Under a deal that ended the insurgency, Russia allowed Prigozhin, a former ally of President Vladimir Putin, to live in exile in Belarus, giving his men options to join him, integrate into the Russian armed forces or go home.
The “Patriot Media” group – one of the most prominent windows of which was the “Ria Fan” news site – pursued a strongly pro-Kremlin nationalist editorial policy, while also providing positive coverage to Prigozhin and his Wagner Group.
“I announce our decision to close and leave the country’s media arena,” Yevgeny Zubarev, director of the “Ria Fan” website, said in a video posted late Saturday on the group’s social media accounts. Zubarev gave no reason for this decision.
Russia’s Kommersant newspaper reported on Friday that Russia’s communications monitoring agency had blocked media linked to Prigozhin, but did not elaborate.

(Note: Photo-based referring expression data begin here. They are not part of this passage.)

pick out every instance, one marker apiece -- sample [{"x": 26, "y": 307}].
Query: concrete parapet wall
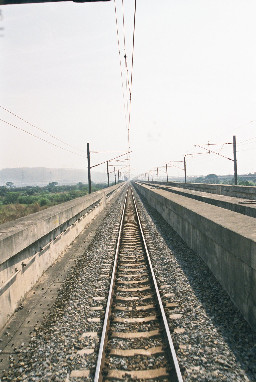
[
  {"x": 245, "y": 192},
  {"x": 224, "y": 239},
  {"x": 29, "y": 245}
]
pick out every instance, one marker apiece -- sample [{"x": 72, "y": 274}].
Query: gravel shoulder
[
  {"x": 53, "y": 347},
  {"x": 212, "y": 340}
]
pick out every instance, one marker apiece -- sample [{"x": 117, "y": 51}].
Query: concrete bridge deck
[{"x": 237, "y": 204}]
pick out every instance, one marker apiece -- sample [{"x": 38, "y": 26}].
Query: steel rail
[
  {"x": 175, "y": 373},
  {"x": 100, "y": 360}
]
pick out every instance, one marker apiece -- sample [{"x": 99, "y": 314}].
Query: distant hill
[{"x": 41, "y": 176}]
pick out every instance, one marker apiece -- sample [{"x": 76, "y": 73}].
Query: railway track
[{"x": 136, "y": 343}]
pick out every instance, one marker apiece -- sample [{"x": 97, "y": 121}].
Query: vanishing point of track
[{"x": 136, "y": 343}]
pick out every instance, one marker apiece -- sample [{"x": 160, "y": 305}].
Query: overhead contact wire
[
  {"x": 41, "y": 139},
  {"x": 38, "y": 128},
  {"x": 120, "y": 60}
]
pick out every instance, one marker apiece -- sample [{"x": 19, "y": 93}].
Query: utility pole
[
  {"x": 185, "y": 169},
  {"x": 107, "y": 173},
  {"x": 235, "y": 161},
  {"x": 89, "y": 169}
]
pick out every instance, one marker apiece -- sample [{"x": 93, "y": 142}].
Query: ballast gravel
[
  {"x": 212, "y": 340},
  {"x": 69, "y": 337}
]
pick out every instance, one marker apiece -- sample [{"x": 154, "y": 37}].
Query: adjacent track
[{"x": 136, "y": 343}]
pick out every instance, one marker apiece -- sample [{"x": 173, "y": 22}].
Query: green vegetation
[{"x": 16, "y": 202}]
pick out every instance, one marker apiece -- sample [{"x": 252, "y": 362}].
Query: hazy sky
[{"x": 194, "y": 81}]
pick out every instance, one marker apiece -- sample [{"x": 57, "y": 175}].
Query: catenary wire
[
  {"x": 120, "y": 60},
  {"x": 38, "y": 128},
  {"x": 42, "y": 139}
]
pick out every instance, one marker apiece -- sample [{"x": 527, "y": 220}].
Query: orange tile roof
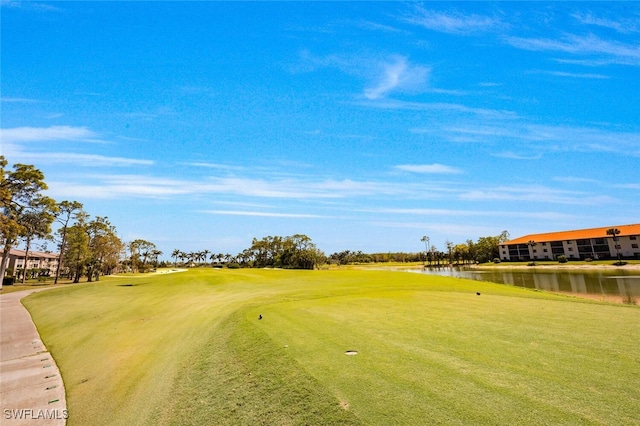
[{"x": 577, "y": 234}]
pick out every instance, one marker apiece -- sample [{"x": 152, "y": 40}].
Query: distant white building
[
  {"x": 592, "y": 243},
  {"x": 36, "y": 260}
]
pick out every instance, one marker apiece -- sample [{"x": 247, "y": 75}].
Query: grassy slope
[{"x": 188, "y": 348}]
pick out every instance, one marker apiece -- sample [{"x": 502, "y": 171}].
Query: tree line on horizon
[
  {"x": 88, "y": 247},
  {"x": 299, "y": 252}
]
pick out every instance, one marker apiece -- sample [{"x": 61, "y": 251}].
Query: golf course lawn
[{"x": 189, "y": 348}]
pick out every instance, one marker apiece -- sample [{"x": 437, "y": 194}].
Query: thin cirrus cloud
[
  {"x": 429, "y": 168},
  {"x": 84, "y": 160},
  {"x": 535, "y": 193},
  {"x": 264, "y": 214},
  {"x": 623, "y": 26},
  {"x": 605, "y": 51},
  {"x": 53, "y": 133},
  {"x": 452, "y": 23},
  {"x": 398, "y": 75}
]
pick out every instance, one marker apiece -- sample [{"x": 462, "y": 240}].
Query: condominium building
[
  {"x": 593, "y": 243},
  {"x": 37, "y": 260}
]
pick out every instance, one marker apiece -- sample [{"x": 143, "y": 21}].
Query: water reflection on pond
[{"x": 618, "y": 284}]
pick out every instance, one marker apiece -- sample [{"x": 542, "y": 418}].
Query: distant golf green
[{"x": 337, "y": 347}]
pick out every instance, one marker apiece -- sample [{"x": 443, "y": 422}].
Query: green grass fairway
[{"x": 188, "y": 348}]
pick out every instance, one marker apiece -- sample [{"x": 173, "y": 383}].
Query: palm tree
[
  {"x": 425, "y": 240},
  {"x": 614, "y": 232}
]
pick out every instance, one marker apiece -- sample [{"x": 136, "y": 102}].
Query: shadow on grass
[{"x": 242, "y": 377}]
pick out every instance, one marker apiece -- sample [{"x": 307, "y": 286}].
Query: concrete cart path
[{"x": 31, "y": 388}]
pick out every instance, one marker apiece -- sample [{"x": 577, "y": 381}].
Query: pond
[{"x": 616, "y": 285}]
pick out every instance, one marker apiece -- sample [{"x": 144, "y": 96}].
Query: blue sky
[{"x": 200, "y": 125}]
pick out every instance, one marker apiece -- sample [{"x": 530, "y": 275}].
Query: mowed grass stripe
[{"x": 178, "y": 349}]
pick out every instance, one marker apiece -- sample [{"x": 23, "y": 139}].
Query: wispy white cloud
[
  {"x": 623, "y": 25},
  {"x": 535, "y": 193},
  {"x": 18, "y": 100},
  {"x": 429, "y": 168},
  {"x": 575, "y": 180},
  {"x": 443, "y": 228},
  {"x": 29, "y": 5},
  {"x": 529, "y": 136},
  {"x": 81, "y": 160},
  {"x": 452, "y": 23},
  {"x": 265, "y": 214},
  {"x": 605, "y": 51},
  {"x": 439, "y": 107},
  {"x": 510, "y": 155},
  {"x": 397, "y": 75},
  {"x": 53, "y": 133},
  {"x": 548, "y": 215},
  {"x": 575, "y": 75}
]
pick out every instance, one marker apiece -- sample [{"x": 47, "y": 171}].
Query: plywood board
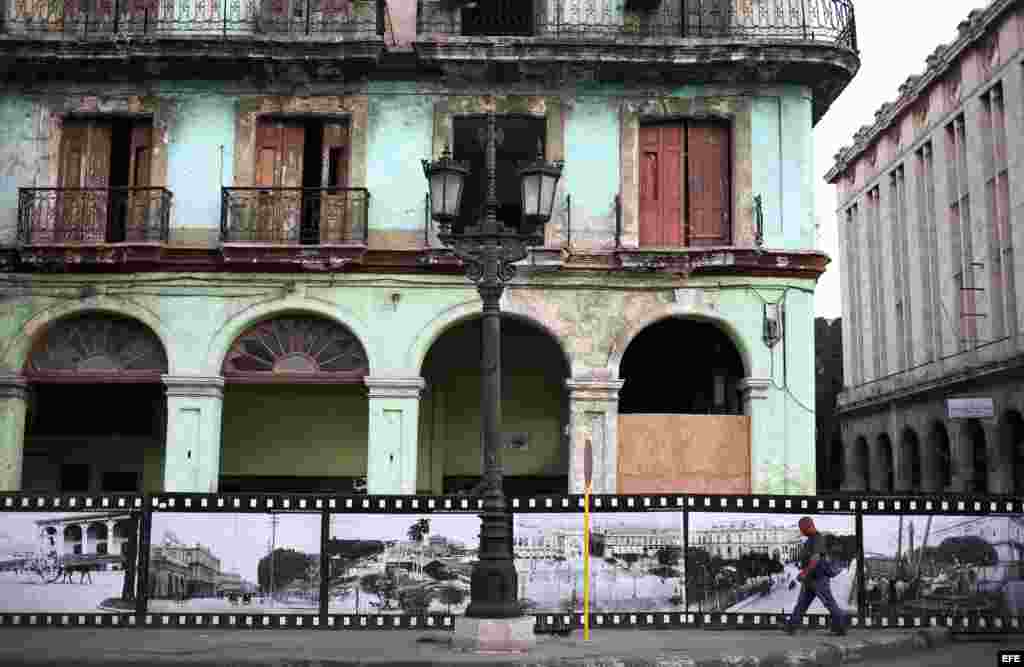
[{"x": 684, "y": 454}]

The watchdog could not be reached on Sunday for comment.
Russian media also reported that Moscow had dissolved a social media influencer group allegedly used by Prigozhin to influence public opinion in foreign countries, including the United States.
In the video, Zubarev praised Patriot Media’s record and said it had defended Prigozhin and Putin against criticism from opponents of the Kremlin, such as imprisoned dissident Alexei Navalny.

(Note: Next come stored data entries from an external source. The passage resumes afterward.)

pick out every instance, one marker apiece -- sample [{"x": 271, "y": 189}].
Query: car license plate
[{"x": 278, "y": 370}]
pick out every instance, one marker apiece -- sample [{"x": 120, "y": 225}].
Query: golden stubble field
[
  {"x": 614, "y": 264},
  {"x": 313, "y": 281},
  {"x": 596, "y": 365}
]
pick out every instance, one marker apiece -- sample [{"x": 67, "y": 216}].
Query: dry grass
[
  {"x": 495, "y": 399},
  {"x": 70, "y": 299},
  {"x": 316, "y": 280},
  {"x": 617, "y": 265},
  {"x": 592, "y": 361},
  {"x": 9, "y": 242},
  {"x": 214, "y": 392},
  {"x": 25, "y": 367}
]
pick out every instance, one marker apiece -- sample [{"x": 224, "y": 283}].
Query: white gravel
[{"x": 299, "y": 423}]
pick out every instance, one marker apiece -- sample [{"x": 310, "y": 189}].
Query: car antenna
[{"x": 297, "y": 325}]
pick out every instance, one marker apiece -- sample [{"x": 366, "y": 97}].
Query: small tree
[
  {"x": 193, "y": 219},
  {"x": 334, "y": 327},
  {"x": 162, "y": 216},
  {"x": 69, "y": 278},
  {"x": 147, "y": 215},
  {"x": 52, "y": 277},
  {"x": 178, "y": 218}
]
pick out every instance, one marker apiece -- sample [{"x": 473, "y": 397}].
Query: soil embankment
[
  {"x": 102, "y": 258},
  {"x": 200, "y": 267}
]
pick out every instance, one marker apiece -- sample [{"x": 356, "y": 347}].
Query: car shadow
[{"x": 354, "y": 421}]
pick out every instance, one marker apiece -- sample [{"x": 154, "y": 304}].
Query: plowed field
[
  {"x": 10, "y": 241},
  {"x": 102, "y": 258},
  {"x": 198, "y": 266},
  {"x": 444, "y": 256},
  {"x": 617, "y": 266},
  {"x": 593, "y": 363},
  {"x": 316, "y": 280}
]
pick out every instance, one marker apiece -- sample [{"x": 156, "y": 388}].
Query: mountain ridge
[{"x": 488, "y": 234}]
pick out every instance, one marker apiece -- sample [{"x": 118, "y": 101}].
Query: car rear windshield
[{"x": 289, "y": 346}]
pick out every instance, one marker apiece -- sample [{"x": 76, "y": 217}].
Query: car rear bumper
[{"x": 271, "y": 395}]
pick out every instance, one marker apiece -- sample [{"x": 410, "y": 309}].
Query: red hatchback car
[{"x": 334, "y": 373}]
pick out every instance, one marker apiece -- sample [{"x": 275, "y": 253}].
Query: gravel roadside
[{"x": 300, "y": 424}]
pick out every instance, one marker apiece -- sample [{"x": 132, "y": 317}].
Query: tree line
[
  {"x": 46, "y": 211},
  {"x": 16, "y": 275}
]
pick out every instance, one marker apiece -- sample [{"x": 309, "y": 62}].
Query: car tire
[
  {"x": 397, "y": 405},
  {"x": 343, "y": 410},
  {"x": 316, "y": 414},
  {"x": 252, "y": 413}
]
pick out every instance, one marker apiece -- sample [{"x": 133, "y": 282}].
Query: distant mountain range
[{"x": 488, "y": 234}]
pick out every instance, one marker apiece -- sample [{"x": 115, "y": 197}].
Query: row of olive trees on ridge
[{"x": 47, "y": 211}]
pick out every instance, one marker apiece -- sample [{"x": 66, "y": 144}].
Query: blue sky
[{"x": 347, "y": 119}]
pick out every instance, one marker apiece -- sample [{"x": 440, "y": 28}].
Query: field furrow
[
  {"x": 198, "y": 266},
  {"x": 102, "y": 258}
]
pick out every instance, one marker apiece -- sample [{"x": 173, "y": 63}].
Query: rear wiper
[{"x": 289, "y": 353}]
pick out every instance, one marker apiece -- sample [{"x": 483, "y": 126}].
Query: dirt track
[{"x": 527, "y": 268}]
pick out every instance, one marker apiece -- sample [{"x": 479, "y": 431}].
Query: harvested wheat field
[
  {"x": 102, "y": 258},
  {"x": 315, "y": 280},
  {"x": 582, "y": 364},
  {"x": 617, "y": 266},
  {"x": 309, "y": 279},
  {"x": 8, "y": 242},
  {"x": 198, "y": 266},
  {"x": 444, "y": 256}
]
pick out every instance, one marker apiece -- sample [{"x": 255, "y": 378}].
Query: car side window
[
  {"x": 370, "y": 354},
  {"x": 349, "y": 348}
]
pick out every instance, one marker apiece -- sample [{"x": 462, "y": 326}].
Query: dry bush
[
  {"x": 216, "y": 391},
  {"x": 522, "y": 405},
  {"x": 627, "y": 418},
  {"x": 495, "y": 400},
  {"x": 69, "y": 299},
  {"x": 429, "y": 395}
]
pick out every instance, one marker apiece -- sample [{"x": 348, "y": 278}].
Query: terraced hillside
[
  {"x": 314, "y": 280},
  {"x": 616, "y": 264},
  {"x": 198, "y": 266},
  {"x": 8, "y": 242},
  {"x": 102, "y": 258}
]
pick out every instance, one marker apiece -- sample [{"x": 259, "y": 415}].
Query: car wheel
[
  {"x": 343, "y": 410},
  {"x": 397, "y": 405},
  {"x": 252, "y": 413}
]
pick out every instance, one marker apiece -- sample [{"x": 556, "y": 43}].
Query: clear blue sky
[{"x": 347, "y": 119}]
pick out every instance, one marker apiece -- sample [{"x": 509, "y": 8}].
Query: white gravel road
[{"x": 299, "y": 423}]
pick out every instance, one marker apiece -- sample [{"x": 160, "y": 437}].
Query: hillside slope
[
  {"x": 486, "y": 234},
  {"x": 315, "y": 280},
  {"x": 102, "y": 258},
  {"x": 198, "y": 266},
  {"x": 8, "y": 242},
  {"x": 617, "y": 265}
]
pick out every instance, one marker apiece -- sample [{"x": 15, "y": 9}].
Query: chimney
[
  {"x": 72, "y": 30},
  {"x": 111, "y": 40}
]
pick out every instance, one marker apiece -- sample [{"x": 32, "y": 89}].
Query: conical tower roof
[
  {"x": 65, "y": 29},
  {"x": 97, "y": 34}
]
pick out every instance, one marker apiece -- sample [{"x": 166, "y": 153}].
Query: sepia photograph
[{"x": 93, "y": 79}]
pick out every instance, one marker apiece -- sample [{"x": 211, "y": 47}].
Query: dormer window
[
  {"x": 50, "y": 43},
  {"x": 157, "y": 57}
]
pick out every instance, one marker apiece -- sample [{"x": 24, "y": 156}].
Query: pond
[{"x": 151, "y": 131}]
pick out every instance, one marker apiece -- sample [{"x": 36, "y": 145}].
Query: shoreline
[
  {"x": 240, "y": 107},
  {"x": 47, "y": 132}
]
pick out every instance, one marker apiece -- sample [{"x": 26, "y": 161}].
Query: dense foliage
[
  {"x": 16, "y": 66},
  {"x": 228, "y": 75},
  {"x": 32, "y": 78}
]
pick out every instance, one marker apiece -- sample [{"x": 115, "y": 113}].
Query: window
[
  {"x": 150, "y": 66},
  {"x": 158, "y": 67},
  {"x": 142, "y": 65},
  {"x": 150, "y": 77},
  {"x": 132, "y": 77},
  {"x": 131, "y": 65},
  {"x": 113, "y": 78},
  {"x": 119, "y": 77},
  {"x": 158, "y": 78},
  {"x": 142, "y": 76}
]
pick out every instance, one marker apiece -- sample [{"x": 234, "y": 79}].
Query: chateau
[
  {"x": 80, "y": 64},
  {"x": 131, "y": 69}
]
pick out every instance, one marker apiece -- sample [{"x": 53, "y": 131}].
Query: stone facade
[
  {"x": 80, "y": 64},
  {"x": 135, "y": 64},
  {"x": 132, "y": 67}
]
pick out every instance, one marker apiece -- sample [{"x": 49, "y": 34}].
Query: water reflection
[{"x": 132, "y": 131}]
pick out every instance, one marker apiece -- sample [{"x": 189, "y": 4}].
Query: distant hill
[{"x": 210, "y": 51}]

He said that the “Patriot Media” group worked “against Alexei Navalny and other representatives of the opposition who tried very hard to destroy our country.”
Despite the failed rebellion, the Russian authorities have not officially banned the Wagner Group, but Putin said on Tuesday that the authorities would investigate Prigozhin’s financial affairs.

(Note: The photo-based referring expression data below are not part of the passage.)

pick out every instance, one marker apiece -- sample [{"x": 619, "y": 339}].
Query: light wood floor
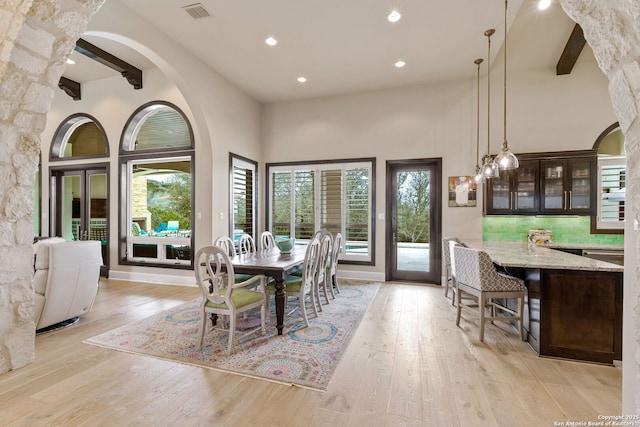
[{"x": 408, "y": 364}]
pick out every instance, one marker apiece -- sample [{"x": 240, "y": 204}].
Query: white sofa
[{"x": 66, "y": 280}]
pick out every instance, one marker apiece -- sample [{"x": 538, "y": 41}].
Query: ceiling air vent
[{"x": 196, "y": 11}]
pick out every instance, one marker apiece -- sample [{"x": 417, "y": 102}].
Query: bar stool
[{"x": 475, "y": 274}]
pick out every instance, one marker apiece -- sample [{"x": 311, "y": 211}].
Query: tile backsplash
[{"x": 565, "y": 229}]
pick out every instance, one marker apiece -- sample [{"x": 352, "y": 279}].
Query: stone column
[
  {"x": 612, "y": 29},
  {"x": 37, "y": 38}
]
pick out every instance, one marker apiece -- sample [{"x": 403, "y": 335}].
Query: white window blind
[
  {"x": 243, "y": 197},
  {"x": 611, "y": 192},
  {"x": 334, "y": 196}
]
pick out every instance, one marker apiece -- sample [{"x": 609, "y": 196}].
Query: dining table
[{"x": 274, "y": 264}]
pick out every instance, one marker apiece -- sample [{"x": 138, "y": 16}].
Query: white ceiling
[{"x": 343, "y": 46}]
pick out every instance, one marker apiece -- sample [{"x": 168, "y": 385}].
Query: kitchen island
[{"x": 573, "y": 305}]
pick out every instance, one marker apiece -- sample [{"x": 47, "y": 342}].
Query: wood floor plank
[{"x": 407, "y": 364}]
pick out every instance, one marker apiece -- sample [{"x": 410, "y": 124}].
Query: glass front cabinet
[
  {"x": 545, "y": 184},
  {"x": 567, "y": 186},
  {"x": 515, "y": 191}
]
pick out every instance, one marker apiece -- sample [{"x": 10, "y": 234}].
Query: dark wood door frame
[{"x": 435, "y": 234}]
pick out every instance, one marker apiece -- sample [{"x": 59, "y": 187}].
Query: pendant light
[
  {"x": 506, "y": 159},
  {"x": 478, "y": 176},
  {"x": 489, "y": 169}
]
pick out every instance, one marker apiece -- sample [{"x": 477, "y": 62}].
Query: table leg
[{"x": 280, "y": 298}]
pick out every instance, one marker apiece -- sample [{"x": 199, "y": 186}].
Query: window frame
[
  {"x": 597, "y": 225},
  {"x": 318, "y": 167},
  {"x": 127, "y": 158},
  {"x": 236, "y": 160},
  {"x": 66, "y": 129}
]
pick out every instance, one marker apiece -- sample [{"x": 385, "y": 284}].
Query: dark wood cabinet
[
  {"x": 515, "y": 191},
  {"x": 581, "y": 313},
  {"x": 567, "y": 185},
  {"x": 561, "y": 183}
]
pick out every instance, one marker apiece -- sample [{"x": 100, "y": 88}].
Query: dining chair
[
  {"x": 301, "y": 286},
  {"x": 226, "y": 243},
  {"x": 267, "y": 241},
  {"x": 447, "y": 250},
  {"x": 336, "y": 250},
  {"x": 322, "y": 272},
  {"x": 246, "y": 244},
  {"x": 476, "y": 275},
  {"x": 222, "y": 295}
]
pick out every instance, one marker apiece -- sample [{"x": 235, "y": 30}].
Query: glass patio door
[
  {"x": 80, "y": 206},
  {"x": 413, "y": 228}
]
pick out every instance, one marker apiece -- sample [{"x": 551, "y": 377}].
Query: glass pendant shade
[
  {"x": 479, "y": 178},
  {"x": 506, "y": 160},
  {"x": 489, "y": 168}
]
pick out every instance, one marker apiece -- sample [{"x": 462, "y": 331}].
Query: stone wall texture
[
  {"x": 612, "y": 29},
  {"x": 37, "y": 38}
]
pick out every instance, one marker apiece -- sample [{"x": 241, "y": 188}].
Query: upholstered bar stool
[
  {"x": 476, "y": 275},
  {"x": 448, "y": 276}
]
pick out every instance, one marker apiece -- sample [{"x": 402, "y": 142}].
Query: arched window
[
  {"x": 79, "y": 136},
  {"x": 156, "y": 164}
]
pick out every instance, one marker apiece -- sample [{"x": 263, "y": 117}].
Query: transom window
[
  {"x": 80, "y": 135},
  {"x": 157, "y": 174},
  {"x": 336, "y": 196},
  {"x": 157, "y": 126}
]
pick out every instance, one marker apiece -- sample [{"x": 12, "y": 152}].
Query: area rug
[{"x": 305, "y": 357}]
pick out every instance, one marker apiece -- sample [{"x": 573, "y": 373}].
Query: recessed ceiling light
[
  {"x": 394, "y": 16},
  {"x": 544, "y": 4}
]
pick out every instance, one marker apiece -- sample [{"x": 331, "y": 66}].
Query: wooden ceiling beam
[
  {"x": 571, "y": 51},
  {"x": 70, "y": 87},
  {"x": 128, "y": 71}
]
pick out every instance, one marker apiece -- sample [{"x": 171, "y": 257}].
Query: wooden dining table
[{"x": 274, "y": 264}]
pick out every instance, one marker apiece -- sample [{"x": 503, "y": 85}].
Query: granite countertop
[
  {"x": 587, "y": 246},
  {"x": 522, "y": 254}
]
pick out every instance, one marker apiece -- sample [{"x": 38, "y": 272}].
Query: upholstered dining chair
[
  {"x": 322, "y": 272},
  {"x": 222, "y": 295},
  {"x": 267, "y": 241},
  {"x": 246, "y": 244},
  {"x": 476, "y": 275},
  {"x": 336, "y": 250},
  {"x": 301, "y": 286},
  {"x": 227, "y": 244}
]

He added that Wagner and its founder received nearly two billion dollars from Russia last year.
Wagner’s men have fought some of the bloodiest battles of the 16-month-old war in Ukraine, including thousands of ex-prisoners recruited from Russian jails.
Under Prigozhin’s leadership, the group has grown into a broadly international corporation with mining interests and militants in Africa and the Middle East.
The group was established in 2014 after Russia annexed the Ukrainian Crimea peninsula, and began supporting pro-Russian separatists in the Donbass region of eastern Ukraine.